Timnas Indonesia U17 Terhenti di Perempat Final Piala Asia U17, Begini Respons Erick Thohir
Timnas Indonesia U17 di Piala Asia U17 2025-PSSI-
JAKARTA, RADARPENA.CO.ID - Timnas Indonesia U17 terhenti di babak perempat final Piala Asia U17 2025 usai dilibas Korea Utara U17 dengan skor 6-0.

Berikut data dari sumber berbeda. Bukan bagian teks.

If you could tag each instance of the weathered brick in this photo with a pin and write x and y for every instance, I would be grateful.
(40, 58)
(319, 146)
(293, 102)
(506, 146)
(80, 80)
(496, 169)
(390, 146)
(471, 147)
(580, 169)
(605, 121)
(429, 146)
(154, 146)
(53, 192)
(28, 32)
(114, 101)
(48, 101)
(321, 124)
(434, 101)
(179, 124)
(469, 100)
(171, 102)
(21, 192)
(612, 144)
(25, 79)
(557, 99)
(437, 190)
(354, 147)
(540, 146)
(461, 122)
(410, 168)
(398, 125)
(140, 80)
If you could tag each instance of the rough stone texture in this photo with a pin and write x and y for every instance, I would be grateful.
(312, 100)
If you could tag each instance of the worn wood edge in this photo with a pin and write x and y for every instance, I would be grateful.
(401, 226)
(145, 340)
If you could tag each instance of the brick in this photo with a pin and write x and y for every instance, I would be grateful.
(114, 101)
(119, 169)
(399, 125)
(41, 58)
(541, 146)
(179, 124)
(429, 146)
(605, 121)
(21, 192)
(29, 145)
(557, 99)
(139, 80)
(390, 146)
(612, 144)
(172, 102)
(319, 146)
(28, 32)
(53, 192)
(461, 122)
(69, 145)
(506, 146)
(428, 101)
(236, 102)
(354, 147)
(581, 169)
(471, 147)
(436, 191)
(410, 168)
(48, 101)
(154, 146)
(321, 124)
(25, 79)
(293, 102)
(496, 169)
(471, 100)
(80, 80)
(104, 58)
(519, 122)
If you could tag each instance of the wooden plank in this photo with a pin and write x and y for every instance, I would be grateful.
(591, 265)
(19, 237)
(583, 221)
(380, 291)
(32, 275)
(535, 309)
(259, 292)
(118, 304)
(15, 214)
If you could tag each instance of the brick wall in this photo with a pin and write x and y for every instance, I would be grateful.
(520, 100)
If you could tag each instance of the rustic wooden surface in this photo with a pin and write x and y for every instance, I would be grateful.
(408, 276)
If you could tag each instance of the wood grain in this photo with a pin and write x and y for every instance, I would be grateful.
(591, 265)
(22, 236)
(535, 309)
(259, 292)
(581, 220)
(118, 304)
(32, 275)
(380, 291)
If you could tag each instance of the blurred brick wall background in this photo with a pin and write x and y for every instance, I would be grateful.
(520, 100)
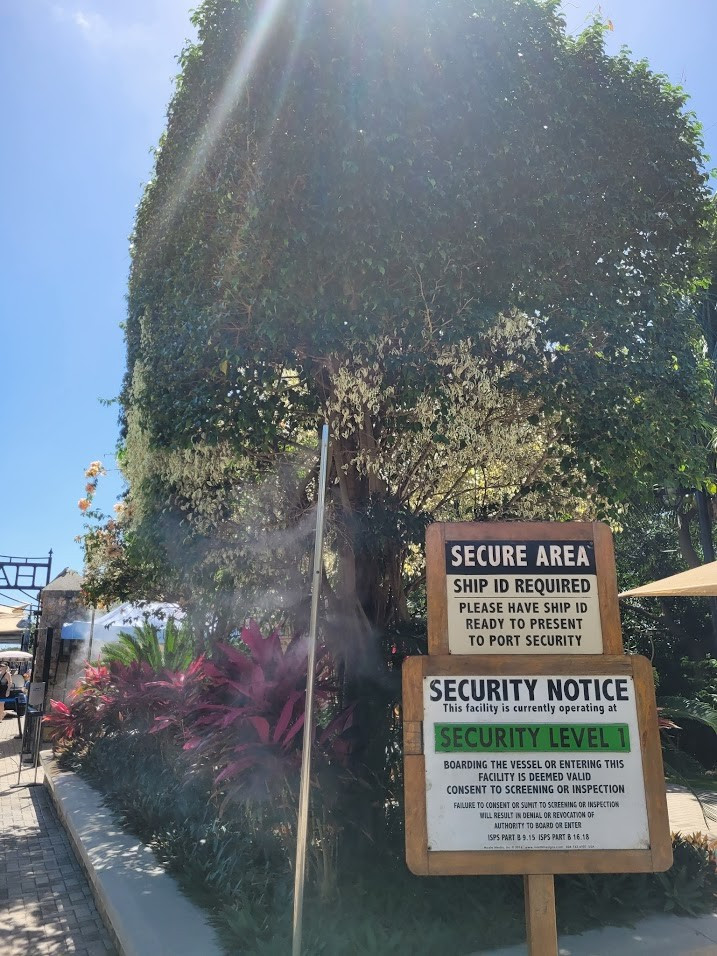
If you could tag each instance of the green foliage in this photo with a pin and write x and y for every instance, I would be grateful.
(407, 218)
(689, 885)
(143, 647)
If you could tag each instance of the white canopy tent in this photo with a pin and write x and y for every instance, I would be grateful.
(127, 617)
(697, 582)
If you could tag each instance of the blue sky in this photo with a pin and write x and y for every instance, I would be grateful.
(85, 85)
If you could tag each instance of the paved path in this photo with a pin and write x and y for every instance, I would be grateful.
(690, 815)
(46, 906)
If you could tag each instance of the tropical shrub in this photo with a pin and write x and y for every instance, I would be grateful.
(176, 653)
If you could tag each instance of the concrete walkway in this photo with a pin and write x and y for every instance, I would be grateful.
(46, 906)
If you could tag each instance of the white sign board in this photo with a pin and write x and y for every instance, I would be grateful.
(533, 763)
(522, 597)
(36, 694)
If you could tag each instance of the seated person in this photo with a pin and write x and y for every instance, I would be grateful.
(16, 689)
(4, 682)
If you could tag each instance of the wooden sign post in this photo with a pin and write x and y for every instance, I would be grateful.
(531, 743)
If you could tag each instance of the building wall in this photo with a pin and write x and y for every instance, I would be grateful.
(58, 608)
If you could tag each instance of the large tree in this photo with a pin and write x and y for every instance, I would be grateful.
(465, 238)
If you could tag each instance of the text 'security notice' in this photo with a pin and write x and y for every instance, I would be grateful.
(533, 763)
(522, 597)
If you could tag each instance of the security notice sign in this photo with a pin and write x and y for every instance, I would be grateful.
(525, 761)
(522, 588)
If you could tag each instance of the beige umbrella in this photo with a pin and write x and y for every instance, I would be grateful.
(697, 582)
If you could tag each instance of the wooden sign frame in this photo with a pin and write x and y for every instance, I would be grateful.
(424, 862)
(596, 531)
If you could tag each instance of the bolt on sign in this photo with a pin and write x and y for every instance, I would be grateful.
(522, 588)
(522, 766)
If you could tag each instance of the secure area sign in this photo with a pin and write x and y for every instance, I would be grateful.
(522, 588)
(512, 763)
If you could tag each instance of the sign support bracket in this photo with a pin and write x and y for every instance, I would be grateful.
(540, 924)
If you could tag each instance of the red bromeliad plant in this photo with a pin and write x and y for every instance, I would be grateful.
(248, 726)
(239, 715)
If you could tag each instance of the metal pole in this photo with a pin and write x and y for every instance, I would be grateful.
(92, 634)
(303, 814)
(708, 551)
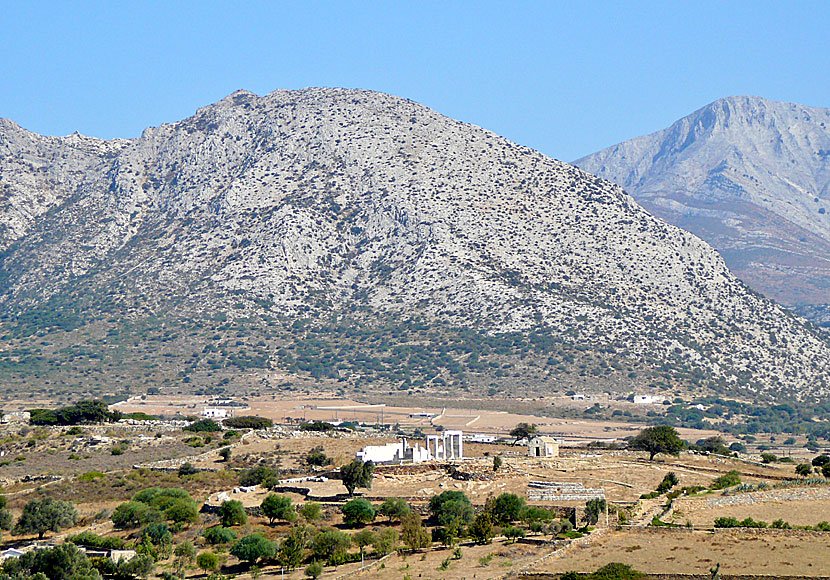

Laga yang dihelat pada 14 April 2025 di Stadion King Abdullah Sports City Hall Stadium, Jeddah.
Kekalahan yang dialami oleh pasukan Nova Arianto jadi kekalahan satu-satunya Timnas Indonesia U17.
Di babak fase grup, skuad garuda muda menyapu bersih kemenangan grup C dan jadi juara grup.
Ketua Umum PSSI, Erick Thohir tetap salut atas prestasi yang ditorehkan Putu Panji dkk di Piala Asia U-17 2025 yang digelar di Arab Saudi.
Meski anak asuh coach Nova Arianto urung mengulang prestasi menginjak semifinal ajang serupa di tahun 1990, Erick mengapresiasi perjuangan Garuda Muda yang berhasil menjuarai grup C di babak penyisihan dengan mencetak tiga kemenangan beruntun.
"Harus diakui babak delapan besar memang berat. Lihat bagaimana Jepang dikalahkan Arab Saudi melali adu pinalti. Lalu kemunculan kekuatan baru, seperti Uzbekistan yang konsisten permainannya, baik yunior dan senior serta bisa mengalahkan kekuatan Asia lainnya. Model pembinaan berkelanjutan seperti itulah yang harus kita temukan agar bisa seperti Jepang, Korsel, dan kini Uzbekistan," ujar Erick Thohir di Jakarta, Senin 14 April 2025, dilansir dari laman resmi PSSI.
BACA JUGA:Jadwal Perempat Final Leg 2 Europa League 2025: Peluang Setan Merah ke Semifinal
BACA JUGA:Jadwal Siaran Langsung Piala Sudirman 2025: PBSI Terjunkan 13 Wakil Siap Tempur
Walau demikian, Erick tetap meminta para pemain dan tim pelatih Kembali ke tanah air dengan kepala tegak karena mampu berkompetisi dengan baik dan meraih tiket ke Piala Dunia U-17, November mendatang di Qatar, melalui babak kualifikasi. Bahkan, secara khusus, ia juga meminta pecinta bola dan netizen jangan menghukum pemain karena kalah, atau membully, bahkan memecah belah pemain serta tim pelatih
"Jangan hukum mereka karena kalah. Mereka anak-anak muda dan jalan mereka masih panjang. Terlebih mereka mencetak prestasi bagus loh. Luar biasa! dan harus dihargai sebagai pencapaian pribadi yang tinggi. Apalagi beberapa pemain berasal dari keluarga yang sederhana dan menjalani hidup yang pas-pasan. Ini perjuangan besar mereka sebagai pribadi dan orang tuanya agar bisa menjadi pemain nasional," ujar Erick.
Atas dasar itu, Erick menyatakan akan memberikan perhatian lebih kepada Timnas U17 menuju Piala Dunia U17.
"Pencapaian mereka menandakan program yang kita jalankan, hasilnya nyata. Kita buktikan. Jika 2023 kita ke Piala Dunia U-17 karena tuan rumah, kini mengulangi lewat kualifikasi. Para pemain dan tim kepelatihan benar-benar memberikan kebanggaan sehingga PSSI akan mempersiapkan mereka lebih matang dan Lebih kuat agar bisa menjalani Piala Dunai U17 mendatang dengan prestasi yang jauh Lebih baik lagi," ungkapnya.
Dalam konteks pembinaan Timnas Yunior yang berkelanjutan ke tahap berikutnya, Erick menegaskan PSSI tidak bisa berhenti. Dengan penyelenggaraan Piala Dunia U17 setiap tahun mulai tahun 2025 ini, lalu Piala Dunia U20 setiap dua tahun, maka program pembinaan prestasi para pemain muda tidak boleh berhenti.